QUEST: Chocolate, chocolate, and more chocolate
Eating & Drinking

QUEST: Chocolate, chocolate, and more chocolate

This feature appears in Ottawa Magazine’s April 2014 issue. Click here to subscribe to the print or digital versions.
By CINDY DEACHMAN

Chocolate-Ottawa
Chocolate and Hazelnut Brick Toast from My Sweet Tea (Photo: Giulia Doyle)

Ahh, chocolate — it melts on your tongue, so rich and so smooth. These sweet, deep flavours soothe our hearts. Surely the food of the gods, no?

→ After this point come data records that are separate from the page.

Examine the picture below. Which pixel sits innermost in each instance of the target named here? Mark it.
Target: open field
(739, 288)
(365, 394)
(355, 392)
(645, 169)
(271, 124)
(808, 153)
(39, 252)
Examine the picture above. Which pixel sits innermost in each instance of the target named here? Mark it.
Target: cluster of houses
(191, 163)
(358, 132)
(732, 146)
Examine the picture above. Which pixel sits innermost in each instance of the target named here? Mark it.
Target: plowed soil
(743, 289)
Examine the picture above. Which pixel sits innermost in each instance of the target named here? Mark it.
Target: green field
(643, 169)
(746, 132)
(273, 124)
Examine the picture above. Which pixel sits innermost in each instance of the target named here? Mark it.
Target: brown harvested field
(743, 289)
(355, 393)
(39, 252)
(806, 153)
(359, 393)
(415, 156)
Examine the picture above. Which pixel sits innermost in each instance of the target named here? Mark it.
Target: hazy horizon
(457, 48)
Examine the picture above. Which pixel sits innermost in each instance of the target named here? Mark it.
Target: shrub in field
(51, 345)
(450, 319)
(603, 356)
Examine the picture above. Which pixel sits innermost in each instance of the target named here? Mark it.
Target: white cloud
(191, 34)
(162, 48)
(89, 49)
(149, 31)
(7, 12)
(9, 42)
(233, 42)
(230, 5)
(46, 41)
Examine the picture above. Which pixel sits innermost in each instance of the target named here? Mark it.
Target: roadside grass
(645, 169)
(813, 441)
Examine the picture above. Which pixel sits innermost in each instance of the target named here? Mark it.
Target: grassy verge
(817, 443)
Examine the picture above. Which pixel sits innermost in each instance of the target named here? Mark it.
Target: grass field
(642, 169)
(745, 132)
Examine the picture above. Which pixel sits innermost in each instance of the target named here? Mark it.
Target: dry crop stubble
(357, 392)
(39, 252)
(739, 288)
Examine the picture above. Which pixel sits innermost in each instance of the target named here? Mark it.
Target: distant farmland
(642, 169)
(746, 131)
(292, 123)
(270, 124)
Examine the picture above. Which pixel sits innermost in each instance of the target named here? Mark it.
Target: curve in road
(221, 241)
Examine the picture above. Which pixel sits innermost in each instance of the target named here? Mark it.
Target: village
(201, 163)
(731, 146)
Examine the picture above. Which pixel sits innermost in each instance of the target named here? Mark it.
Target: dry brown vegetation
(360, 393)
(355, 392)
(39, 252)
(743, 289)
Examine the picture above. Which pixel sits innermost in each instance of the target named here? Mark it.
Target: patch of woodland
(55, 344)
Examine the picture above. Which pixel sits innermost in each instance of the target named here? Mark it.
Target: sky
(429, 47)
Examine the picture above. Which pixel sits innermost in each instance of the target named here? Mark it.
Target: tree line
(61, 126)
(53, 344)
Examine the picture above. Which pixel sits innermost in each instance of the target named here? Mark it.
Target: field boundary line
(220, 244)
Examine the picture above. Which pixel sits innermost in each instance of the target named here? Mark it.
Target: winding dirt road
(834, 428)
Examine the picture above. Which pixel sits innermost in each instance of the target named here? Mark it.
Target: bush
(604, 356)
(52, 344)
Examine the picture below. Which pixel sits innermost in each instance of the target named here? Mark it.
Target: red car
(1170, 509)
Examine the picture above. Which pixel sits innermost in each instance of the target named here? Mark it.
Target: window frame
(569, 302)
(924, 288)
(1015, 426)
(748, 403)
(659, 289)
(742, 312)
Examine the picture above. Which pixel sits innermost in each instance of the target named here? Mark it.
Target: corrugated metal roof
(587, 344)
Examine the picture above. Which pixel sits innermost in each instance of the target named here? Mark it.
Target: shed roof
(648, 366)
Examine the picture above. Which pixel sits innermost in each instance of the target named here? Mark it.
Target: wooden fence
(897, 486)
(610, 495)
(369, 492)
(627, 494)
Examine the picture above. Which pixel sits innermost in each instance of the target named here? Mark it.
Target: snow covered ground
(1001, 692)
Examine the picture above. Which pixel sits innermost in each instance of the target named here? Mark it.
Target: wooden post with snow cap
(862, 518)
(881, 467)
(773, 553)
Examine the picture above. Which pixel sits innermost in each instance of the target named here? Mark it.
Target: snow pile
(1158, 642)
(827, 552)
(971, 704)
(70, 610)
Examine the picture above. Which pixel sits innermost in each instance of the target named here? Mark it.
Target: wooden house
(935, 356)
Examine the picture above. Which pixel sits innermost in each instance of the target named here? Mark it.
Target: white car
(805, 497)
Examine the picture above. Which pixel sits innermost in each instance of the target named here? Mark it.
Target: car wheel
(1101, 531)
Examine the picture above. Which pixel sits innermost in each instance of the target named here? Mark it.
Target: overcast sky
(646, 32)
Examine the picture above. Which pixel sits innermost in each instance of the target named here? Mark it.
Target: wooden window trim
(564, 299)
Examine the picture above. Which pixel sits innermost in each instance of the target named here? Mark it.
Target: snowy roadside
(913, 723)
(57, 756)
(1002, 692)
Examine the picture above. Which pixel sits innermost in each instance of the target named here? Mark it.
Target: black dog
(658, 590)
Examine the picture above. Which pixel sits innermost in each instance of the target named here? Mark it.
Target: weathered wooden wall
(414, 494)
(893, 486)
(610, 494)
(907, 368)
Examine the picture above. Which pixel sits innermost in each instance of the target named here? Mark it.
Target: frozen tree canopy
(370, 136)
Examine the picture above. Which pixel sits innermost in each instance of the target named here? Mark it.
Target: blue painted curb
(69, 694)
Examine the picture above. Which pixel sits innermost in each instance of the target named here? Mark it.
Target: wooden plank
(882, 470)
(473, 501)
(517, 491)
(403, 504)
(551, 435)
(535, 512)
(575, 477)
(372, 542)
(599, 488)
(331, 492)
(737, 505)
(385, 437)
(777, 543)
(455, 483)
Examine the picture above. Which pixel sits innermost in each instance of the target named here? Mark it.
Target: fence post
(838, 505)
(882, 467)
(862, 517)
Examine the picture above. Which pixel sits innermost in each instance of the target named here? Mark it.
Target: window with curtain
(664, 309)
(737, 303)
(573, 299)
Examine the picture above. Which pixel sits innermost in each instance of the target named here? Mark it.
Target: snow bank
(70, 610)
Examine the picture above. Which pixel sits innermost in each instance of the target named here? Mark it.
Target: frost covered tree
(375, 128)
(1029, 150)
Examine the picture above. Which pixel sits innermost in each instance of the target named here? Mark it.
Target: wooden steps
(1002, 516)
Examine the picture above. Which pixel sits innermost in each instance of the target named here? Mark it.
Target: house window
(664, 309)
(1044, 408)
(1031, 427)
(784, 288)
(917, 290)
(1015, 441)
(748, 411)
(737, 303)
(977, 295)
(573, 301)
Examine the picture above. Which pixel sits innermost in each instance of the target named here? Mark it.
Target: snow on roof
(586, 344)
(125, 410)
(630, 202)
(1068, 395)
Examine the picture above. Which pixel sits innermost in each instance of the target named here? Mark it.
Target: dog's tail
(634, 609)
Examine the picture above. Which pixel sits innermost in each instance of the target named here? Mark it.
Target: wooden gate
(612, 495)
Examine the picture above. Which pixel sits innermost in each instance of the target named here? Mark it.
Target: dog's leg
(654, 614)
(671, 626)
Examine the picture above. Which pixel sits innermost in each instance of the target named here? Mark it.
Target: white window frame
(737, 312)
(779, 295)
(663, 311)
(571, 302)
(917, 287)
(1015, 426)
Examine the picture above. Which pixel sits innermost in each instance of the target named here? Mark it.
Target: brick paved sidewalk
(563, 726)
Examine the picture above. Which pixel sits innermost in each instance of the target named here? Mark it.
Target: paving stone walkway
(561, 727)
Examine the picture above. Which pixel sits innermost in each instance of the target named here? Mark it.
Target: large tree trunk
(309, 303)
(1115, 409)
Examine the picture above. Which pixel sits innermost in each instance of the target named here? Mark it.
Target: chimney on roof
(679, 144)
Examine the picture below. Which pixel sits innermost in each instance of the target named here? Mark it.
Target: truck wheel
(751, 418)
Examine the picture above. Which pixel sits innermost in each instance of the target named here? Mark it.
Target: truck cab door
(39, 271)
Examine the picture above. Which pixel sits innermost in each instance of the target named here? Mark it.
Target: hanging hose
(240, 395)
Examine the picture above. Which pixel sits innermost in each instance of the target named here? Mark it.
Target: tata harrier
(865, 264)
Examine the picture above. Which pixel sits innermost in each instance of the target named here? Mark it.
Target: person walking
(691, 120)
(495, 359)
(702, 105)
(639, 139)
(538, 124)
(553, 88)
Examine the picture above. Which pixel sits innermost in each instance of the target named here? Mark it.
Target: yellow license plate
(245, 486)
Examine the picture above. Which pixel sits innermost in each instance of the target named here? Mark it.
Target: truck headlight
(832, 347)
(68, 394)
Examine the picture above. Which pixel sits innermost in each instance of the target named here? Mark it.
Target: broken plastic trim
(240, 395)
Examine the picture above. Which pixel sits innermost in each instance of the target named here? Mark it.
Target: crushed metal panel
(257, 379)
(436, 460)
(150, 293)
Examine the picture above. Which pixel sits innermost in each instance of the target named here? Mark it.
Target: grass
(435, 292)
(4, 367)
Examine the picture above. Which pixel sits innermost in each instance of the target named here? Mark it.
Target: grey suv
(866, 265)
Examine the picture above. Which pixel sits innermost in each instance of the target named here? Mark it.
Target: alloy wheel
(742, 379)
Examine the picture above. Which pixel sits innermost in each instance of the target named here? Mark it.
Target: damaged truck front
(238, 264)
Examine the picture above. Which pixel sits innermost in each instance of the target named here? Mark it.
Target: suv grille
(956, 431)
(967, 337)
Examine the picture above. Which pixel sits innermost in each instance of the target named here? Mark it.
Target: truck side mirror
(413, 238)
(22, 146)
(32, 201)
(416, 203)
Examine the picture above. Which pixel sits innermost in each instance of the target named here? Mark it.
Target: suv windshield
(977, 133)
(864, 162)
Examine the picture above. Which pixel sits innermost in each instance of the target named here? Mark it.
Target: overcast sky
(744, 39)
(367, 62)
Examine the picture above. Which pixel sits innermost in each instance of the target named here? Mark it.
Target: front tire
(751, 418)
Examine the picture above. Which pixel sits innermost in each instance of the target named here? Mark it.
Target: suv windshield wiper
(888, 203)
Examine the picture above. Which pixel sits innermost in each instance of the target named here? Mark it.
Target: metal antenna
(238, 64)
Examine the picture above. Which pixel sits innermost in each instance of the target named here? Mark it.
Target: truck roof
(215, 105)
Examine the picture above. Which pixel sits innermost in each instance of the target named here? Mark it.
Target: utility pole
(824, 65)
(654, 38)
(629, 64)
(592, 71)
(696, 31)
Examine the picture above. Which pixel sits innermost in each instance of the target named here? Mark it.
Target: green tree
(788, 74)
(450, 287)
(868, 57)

Of course, before chocolate becomes chocolate, you must pulverize your cacao beans; assess the correct ratio of cocoa powder to cocoa butter; grind the sugar and refine the paste, kneading it to a smooth consistency. The chocolate has to feel just so. Never mind the growing of the bean; cutting the huge pod from its stem with a machete; removing the husk; fermenting, drying, roasting, and finally polishing the fruit. Yes, it’s time-consuming and persnickety work.

And after all that, you pop said chocolate into your mouth. Takes but six seconds to experience all textures, all flavours, at which point those happy brain chemicals of yours are saying, “Please, sir, I want some more!”

Here we look at three Ottawa kitchens offering up plates full of chocolate goodness.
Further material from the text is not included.